Scripting and printing
Looking back at the website, (you bookmarked it, right?) we have been using the REPL window pane on the right, but haven't talked about the pane on the left. This window is just a text editor. Instead of running the program with each line you type, it allows you to write multiple lines of code before executing it all. Let's try typing something in it. Once you are done typing all the code you can click the "Run" button.
number = 4
number = number + 1
But when you click run, nothing happens. So let's provide another statement to our program.
number = 4
number = number + 1
print(number)
Now when you click Run, the text 5
appears in the right-hand pane.
When you told it to run, it read and evaluated each line of the code in sequence.
You can print any type of data, not just numbers:
print("hello")
Remember those other functions we used before?
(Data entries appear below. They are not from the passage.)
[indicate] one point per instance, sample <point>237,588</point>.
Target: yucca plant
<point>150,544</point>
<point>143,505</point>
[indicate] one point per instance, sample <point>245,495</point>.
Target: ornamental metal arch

You can write those inside of a print statement.
print(string.reverse("hello"))
We can even print functions themselves:
print(string.reverse)
And see a memory location of where that function exists:
function: 0x1795320
This can serve as a unique indentity for that function, which we'll see more of in a later page.
Lua provides this print
function to allow us to poke around while our program is running.
We can print as many things as we want.
print("hello")
print("world")
Exercises
- When we pass data into a function, it is called an argument. We passed 1 argument into
print
but it can pass in two, or three, or more. What does it look like when you print multiple arguments? - When using a text editor along-side the REPL you can run the code without the mouse by pressing 'command + enter' on Mac and 'Ctrl + Enter' on Windows. Does this speed up your learning?